Molly had been a beloved character, and his death early in the campaign was shocking (and also controversial, given that he was genderfluid and pansexual - which is not to say he was the only LGBTQ+ character in the party, but he was perhaps the most visibly, and some took the decision to kill him as needlessly targeting a queer character. Personally, I think it was just bad luck and bad rolls when dealing with a vicious villain, but that's just my opinion). The fact that his story was allowed to continue at all was already something of a delight, but the tension over whether Molly could be salvaged from the monster that was Lucien was a major element to the campaign's final arc.
Despite some close calls (there was one point in which both clerics were at 1 hit point) the party ultimately prevailed against Lucien's final form, and they were able to separate the tiefling body from the horrible carapace that had grown around him.
Matt Mercer has an unusual process for resurrections - it's never a guarantee. Characters can contribute something to the resurrection ritual, which improves the person's chances of coming back, but it still comes down to a roll of the dice. Both the cleric Jester and the wizard Caleb had died during the fight, but were brought up with quick Revivify spells that went off without a problem. After heartfelt efforts to bring back Molly - trying to resurrect their friend into the body that had just been home to their enemy - the roll was a natural 1, and so the resurrection failed.
It was a really rough moment - there had been such great hope that they might finally bring their friend back after about two years of absence. But it looked like this campaign was going to end on a bittersweet note, much like the first one did.

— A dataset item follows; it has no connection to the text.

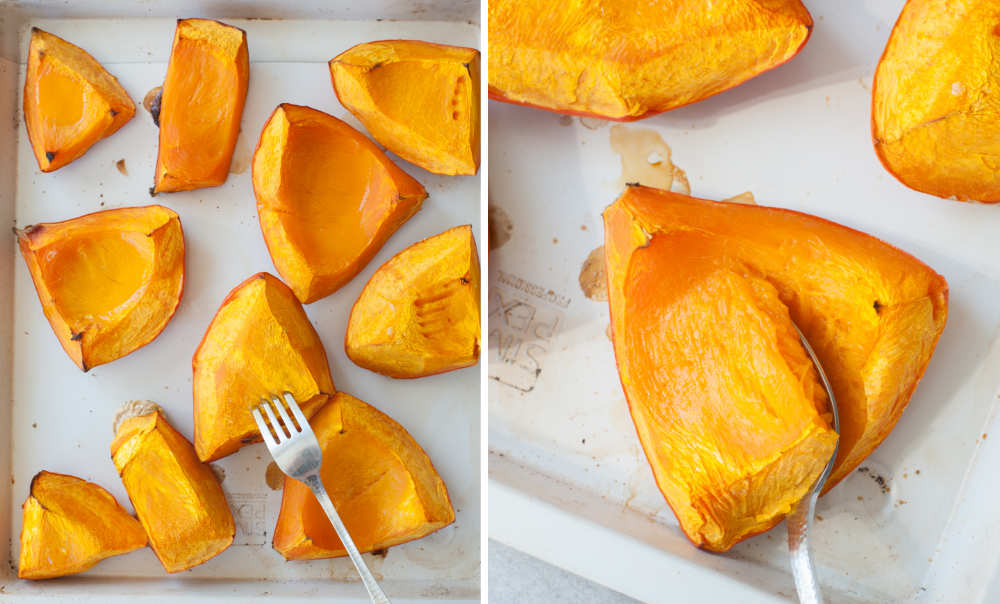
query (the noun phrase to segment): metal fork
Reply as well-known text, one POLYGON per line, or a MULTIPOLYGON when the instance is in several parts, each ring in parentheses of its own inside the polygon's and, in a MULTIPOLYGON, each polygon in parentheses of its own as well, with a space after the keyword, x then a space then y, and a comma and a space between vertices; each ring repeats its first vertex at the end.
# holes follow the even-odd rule
MULTIPOLYGON (((806 349, 809 358, 812 359, 819 379, 823 383, 823 387, 826 388, 826 395, 830 399, 830 410, 833 412, 833 429, 839 435, 840 416, 837 414, 837 399, 833 397, 830 380, 827 379, 826 372, 823 371, 823 366, 820 365, 819 359, 805 335, 798 325, 794 323, 793 325, 795 331, 799 333, 799 339, 802 340, 802 347, 806 349)), ((792 513, 785 518, 785 525, 788 528, 788 553, 792 562, 792 576, 795 577, 795 590, 798 592, 799 602, 802 604, 823 604, 823 592, 820 591, 819 581, 816 580, 816 570, 813 568, 812 554, 809 552, 809 529, 812 527, 813 515, 816 513, 816 500, 833 470, 833 462, 837 459, 839 445, 840 439, 838 438, 837 445, 833 448, 833 455, 826 462, 826 467, 816 479, 812 490, 806 493, 805 497, 792 508, 792 513)))
POLYGON ((264 438, 268 451, 271 452, 271 457, 285 474, 306 483, 312 489, 313 495, 323 506, 323 511, 330 518, 333 528, 337 531, 337 536, 340 537, 344 549, 351 557, 354 568, 358 569, 358 574, 361 575, 361 581, 368 589, 368 596, 372 602, 389 604, 389 598, 385 596, 378 581, 368 570, 368 565, 365 564, 361 553, 354 545, 354 540, 347 532, 347 527, 344 526, 340 515, 337 514, 337 510, 333 507, 333 502, 330 501, 330 496, 327 495, 326 488, 323 486, 323 481, 320 480, 319 468, 323 463, 323 452, 319 448, 319 441, 316 440, 312 426, 309 425, 309 421, 302 414, 302 410, 299 409, 299 405, 291 393, 286 392, 284 399, 288 410, 285 409, 285 405, 282 405, 280 398, 272 396, 270 401, 261 399, 261 404, 251 411, 257 422, 257 427, 260 429, 260 435, 264 438), (280 421, 275 415, 275 409, 278 416, 281 417, 280 421), (288 413, 289 410, 291 415, 288 413), (264 419, 265 414, 267 415, 266 420, 264 419), (294 422, 292 417, 295 418, 294 422))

But then, Taliesin Jaffe, who played Molly and then his replacement, the firbolg grave cleric Caduceus, gave divine intervention a shot. And he rolled a 3 (which, if you're unfamiliar with the mechanics of divine intervention, was a very lucky roll - you have to roll percentile dice and roll under your own level). This bought them one re-roll, and this time, it was well over the DC of 5 that was necessary.
The most wonderful moment was when Matt Mercer, who had been running Lucien as an NPC for the past several months, turned to Taliesin and said "You open your eyes for the first time," handing control back to the player, and making it crystal clear that, though it took an entire campaign, they had succeeded in bringing Molly back.
I've got to say, this was such an amazing moment to watch. Things have been, you know, rough for the past... well, several years, but especially the last year and change. Jaffe played Molly as disoriented, traumatized, and certainly in need of serious, serious therapy and rehabilitation, but his recognition of the party suggested that there was a story just beginning.
And honestly, that's what I think we all need. When a story you love ends, whether it's a video game, a book, a tv show, a movie, whatever, it can feel like grief for a lost loved one. But when a story can hint at new things on the horizon - not just as a sequel hook, but in a sense of possibility and renewal - it can transform that feeling of loss into one of joy.
It could have been poignant if Molly had just been lost - that not everyone gets out of these things, and sometimes you take what wins you can get - but it's no less poignant to suggest that it's not a foolish thing to hope.
Yeah, it's a bunch of nerds playing D&D. But good storytelling doesn't care about the medium.